Держи карман шире. Уйду, а парень истечет кровью и замерзнет на моем любимом чердаке.
– Только вместе.
– А ты настырная, – бледная улыбка осветила лицо Марата.
Из-под рукава его солнечной униформы выглянула темная полоска. Отодвинув желтую ткань, я увидела на запястье тонкий браслет. Каждое звено ажурного украшения представляло собой решетчатое переплетение витых прутиков.
– Откуда он у тебя? – спросила у парня с замиранием сердца.
Марат надвинул рукав и осторожно вытянул пальцы из моей ладони.
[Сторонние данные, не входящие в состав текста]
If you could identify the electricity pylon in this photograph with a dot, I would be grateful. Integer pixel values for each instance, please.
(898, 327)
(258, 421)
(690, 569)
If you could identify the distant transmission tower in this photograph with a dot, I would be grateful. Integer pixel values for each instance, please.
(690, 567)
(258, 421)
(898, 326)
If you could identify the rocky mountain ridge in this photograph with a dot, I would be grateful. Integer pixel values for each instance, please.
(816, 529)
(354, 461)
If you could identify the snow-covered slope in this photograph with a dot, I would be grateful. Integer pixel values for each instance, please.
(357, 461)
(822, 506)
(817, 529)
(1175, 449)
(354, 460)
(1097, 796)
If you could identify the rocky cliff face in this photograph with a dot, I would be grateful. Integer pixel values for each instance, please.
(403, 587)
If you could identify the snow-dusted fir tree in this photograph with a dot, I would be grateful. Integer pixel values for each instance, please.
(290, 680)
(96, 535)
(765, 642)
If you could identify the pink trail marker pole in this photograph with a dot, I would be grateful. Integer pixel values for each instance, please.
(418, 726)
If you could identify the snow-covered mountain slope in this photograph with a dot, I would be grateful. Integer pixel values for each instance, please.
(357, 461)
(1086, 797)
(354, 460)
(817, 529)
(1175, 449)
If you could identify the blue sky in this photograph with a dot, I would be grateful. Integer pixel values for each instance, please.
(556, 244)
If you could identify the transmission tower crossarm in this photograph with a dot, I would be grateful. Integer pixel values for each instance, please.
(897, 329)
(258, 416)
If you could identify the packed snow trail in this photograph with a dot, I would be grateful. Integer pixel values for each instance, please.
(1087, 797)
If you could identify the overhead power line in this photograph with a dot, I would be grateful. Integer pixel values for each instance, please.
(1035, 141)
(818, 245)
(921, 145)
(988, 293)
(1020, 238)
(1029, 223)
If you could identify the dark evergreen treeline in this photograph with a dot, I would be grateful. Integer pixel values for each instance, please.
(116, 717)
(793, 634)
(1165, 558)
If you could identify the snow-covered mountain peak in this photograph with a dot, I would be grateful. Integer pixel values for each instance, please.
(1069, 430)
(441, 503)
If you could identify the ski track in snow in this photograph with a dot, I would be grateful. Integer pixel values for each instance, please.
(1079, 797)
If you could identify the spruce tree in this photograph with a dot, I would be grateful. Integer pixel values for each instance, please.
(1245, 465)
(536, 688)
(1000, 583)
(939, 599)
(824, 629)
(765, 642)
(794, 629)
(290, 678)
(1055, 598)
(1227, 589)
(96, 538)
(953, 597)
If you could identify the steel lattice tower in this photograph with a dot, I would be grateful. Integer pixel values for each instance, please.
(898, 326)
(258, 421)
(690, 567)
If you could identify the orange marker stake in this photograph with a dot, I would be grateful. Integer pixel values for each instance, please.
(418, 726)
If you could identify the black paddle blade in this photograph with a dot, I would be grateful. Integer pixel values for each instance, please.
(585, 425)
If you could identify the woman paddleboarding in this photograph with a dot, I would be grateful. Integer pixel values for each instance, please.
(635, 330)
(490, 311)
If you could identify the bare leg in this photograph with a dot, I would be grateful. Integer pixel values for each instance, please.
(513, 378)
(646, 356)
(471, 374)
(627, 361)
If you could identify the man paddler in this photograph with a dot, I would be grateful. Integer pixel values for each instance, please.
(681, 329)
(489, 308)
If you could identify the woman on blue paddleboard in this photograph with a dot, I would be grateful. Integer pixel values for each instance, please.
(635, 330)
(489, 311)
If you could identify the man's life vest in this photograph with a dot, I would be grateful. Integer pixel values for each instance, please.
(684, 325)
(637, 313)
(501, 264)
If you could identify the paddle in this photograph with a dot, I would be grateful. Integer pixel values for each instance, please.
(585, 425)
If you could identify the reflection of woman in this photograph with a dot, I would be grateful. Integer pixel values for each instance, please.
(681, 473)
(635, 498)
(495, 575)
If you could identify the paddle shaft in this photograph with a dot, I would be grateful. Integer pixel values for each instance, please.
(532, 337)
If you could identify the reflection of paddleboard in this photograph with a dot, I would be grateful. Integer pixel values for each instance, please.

– Это единственное, что мне разрешили взять из дома, – пояснил неохотно. – С ним приехал сюда и с ним вернусь обратно. Знакомый узор?
Я отрицательно помотала головой и сглотнула.
Еще бы незнакомый!
Я изучала его долгими ночами под одеялом, тайком от тетки. Изучала в интернате, спрятавшись в укромном уголке. Изучала в каждом из ВУЗов, где постигала ненавистную науку.
Я помнила наизусть каждое междоузлие, отполированное до блеска поглаживающими пальцами.
И теперь решетка из перекрещивающихся витых прутиков на шнурке жгла грудь, оттягивая шею пудовой гирей.